Veits Blick wanderte wieder den Tross entlang. Enzio von Trient, der einen Fuchs ritt, hatte eben die Hügelkuppe erreicht. Selbst auf die Entfernung hin war seine breitschultrige, kräftige Gestalt deutlich zu erkennen. Nein, dachte der Schreiber einmal mehr, dem Kardinal geht es nicht nur darum, eine flüchtige Ketzerin zu finden. Etwas ganz anderes war hier noch im Spiel. Und es würde ihm gelingen, dies herauszufinden.
*
Als die Äbtissin die gemauerte Klosterküche betrat, kam ihr Schwester Regna, eine kleine, zierliche Frau, eilig entgegen.

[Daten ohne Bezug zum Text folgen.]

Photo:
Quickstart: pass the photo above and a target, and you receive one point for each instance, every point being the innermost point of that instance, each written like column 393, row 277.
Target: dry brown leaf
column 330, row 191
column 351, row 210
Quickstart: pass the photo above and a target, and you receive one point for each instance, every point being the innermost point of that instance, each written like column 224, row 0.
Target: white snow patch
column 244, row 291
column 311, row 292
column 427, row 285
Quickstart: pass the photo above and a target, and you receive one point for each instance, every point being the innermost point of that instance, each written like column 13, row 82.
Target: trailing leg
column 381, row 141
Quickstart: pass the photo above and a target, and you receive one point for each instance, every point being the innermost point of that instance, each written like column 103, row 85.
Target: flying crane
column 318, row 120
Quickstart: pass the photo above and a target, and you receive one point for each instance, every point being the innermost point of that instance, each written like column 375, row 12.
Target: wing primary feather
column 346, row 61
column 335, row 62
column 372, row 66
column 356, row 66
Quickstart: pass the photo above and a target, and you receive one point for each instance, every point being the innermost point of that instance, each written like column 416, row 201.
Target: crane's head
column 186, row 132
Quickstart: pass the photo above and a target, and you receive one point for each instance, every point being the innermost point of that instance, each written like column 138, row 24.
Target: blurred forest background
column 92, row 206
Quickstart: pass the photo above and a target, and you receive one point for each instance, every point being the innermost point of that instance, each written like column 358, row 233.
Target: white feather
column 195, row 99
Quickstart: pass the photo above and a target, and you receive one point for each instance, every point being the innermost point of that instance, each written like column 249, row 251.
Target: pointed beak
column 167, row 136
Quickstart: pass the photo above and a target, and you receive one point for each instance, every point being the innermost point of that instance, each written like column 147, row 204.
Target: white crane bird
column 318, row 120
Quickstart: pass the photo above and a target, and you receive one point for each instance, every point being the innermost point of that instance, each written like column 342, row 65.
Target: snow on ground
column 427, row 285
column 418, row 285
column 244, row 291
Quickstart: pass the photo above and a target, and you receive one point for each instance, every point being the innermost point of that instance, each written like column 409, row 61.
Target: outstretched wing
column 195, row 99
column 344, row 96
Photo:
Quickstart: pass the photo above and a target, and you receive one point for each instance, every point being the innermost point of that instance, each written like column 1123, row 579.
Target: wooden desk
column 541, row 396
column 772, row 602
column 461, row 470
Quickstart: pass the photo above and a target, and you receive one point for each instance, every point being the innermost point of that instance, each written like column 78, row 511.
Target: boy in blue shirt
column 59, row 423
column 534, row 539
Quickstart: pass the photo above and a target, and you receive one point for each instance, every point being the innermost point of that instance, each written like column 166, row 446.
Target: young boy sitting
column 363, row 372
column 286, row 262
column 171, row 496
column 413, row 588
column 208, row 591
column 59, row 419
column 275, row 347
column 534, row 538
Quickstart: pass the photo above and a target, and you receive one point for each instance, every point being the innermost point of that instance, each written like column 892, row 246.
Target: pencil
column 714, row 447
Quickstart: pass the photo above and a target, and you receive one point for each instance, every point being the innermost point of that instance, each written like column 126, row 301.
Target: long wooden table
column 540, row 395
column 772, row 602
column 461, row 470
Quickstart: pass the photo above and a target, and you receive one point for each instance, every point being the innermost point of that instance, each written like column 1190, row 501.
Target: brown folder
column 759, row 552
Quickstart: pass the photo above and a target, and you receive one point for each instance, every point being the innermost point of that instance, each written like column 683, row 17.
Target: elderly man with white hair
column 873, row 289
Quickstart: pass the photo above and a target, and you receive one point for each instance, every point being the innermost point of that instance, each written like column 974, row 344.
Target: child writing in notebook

»Ehrwürdige Mutter, ich wollte Euch eben aufsuchen. Ludger, der Bäcker, war hier und hat einige Säcke Weizen gebracht …«
»Ja, ich habe ihn mit seinem Karren wegfahren sehen.« Müde setzte sich die Äbtissin auf einen Schemel nahe der großen Feuerstelle. Ihre Knochen schmerzten und das Gehen und Stehen fiel ihr an diesem Tag wieder sehr schwer. Ludger, der Bäcker, war der Onkel einer der Beginen. Seit die Abtei unter strenger Bewachung stand, war er der erste Bewohner der Stadt, der eines der Gebäude hatte betreten dürfen. Selbst den Priestern war es verwehrt, in der Klosterkirche die Messe zu lesen.
Eine Sache, die die Äbtissin weniger belastete als manch eine der Nonnen, denn sie glaubte, Gott auch in den Gesängen des Stundengebets nahe zu sein. Aber ein Priester hätte ein Mittler zur Außenwelt sein können.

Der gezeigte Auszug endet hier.